Clark, 22, was killed on March 18, 2018, when Sacramento police fired 20 shots, hitting him at least seven times. Officers had chased Clark into the backyard of his grandmother’s house after receiving reports of vandalism and said he advanced on them holding a gun.

Clark was holding a cell phone at the time.

Investigations by local, state and federal agencies found the shooting was within the policies of the Sacramento Police Department and state law.

In 2019, the city settled part of the lawsuit brought by Clark’s family by paying her two children $2.4 million, leaving her parents as the only remaining plaintiffs, according to a subsequent court ruling.

“The decision to resolve the case through a negotiated settlement comes after careful consideration of all options,” the Sacramento City Attorney said. Susana Alcala Wood said in a press release Friday. “We believe this is the best way forward for all parties involved, including our community.”

Sacramento Mayor Darrell Steinberg called Clark’s death “a tragedy that has brought pain and grief to his family and to our entire city.”

“Everyone wishes this heartbreaking event had not happened.

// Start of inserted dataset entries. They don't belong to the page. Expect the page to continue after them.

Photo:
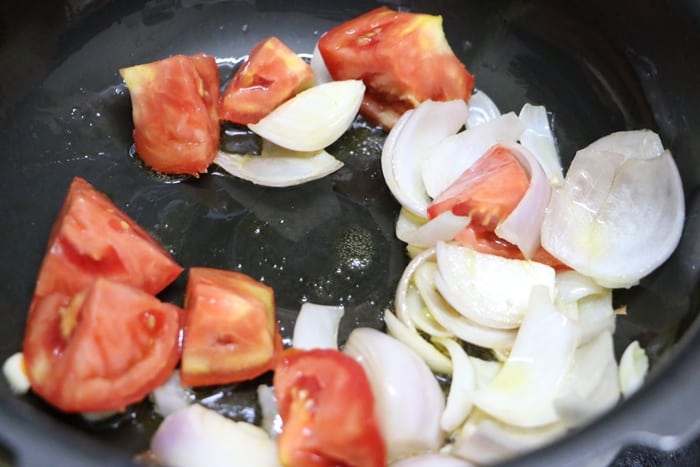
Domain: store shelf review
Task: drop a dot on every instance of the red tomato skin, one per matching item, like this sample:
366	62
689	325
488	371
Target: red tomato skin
175	112
272	74
231	332
403	58
101	349
327	408
91	237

A family has lost a son, a grandson, a brother and a father,” Steinberg said in the statement.

The shooting drew national attention and sparked massive protests in Sacramento.

The protests contributed to the passage of Senate Bill 1421, a law on police transparency that requires the release of personnel records in law enforcement shootings, and Bill 392 of the Assembly, which raised standards for when officers can use lethal force.

The Sacramento Police Department also made changes in the wake of the shooting, including updating its body camera and foot chase policies “as well as developing a comprehensive use of force policy. “, said the city.